Lens space surgeries along certain 2-component links related with Park's rational blow down, and Reidemeister-Turaev torsion

TL;DR

This paper classifies lens space surgeries along specific 2-component links related to rational blow downs, revealing new and unexpected surgery coefficients using Reidemeister-Turaev torsion techniques.

Contribution

It determines which Dehn surgery coefficients produce lens spaces for two families of links, including unexpected cases, and extends results via Alexander polynomial considerations.

Findings

$A_{m,n}$ yields lens spaces only at $r=mn$ and unexpectedly at $r=7$ for (2,3)

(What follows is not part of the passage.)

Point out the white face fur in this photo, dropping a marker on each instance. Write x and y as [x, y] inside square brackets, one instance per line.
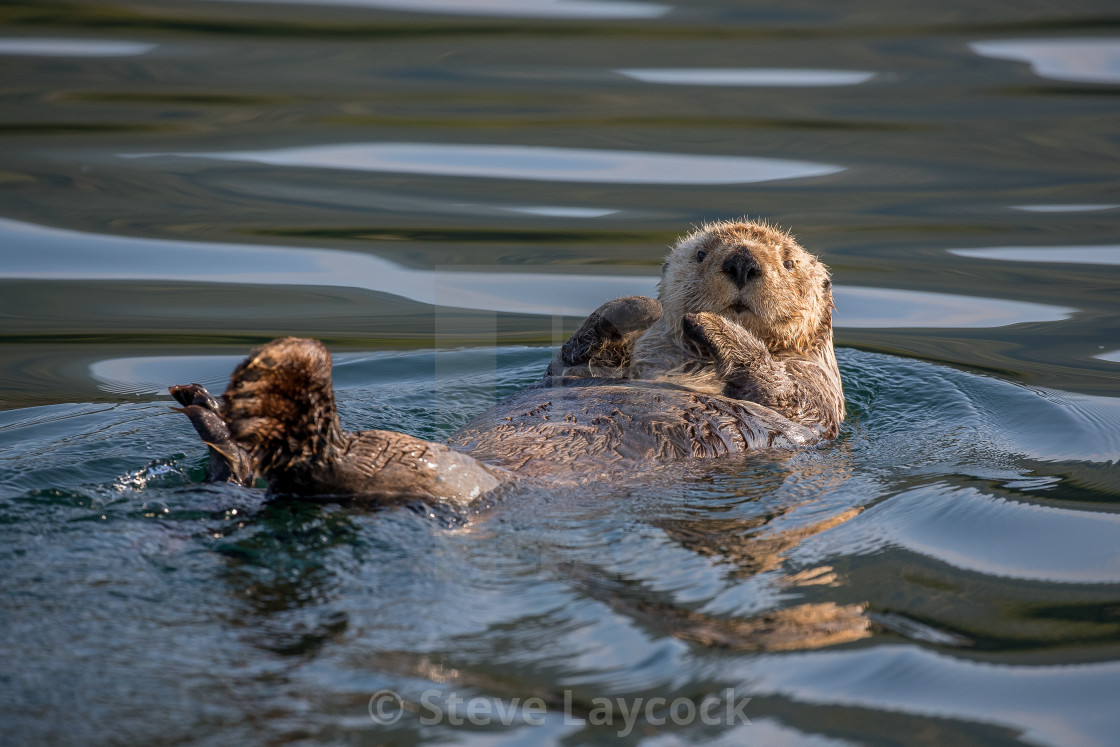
[753, 274]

$B_{p,q}$ yields lens spaces for infinitely many $r$

Reidemeister-Turaev torsion is effective in classifying lens space surgeries

Abstract

We study lens space surgeries along two different families of 2-component links, denoted by $A_{m,n}$ and $B_{p,q}$, related with the rational homology 4-ball used in J.\ Park's (generalized) rational blow down. We determine which coefficient $r$ of the knotted component of the link yields a lens space by Dehn surgery. The link $A_{m,n}$ yields a lens space only by the known surgery with $r=mn$ and unexpectedly with $r=7$ for $(m,n)=(2,3)$. On the other hand, $B_{p,q}$ yields a lens space by infinitely many $r$. Our main tool for the proof is the Reidemeister-Turaev torsions, i.e.\ Reidemeister torsions with combinatorial Euler structures. Our results can be extended to the links whose Alexander polynomials are same with those of $A_{m,n}$ and $B_{p,q}$.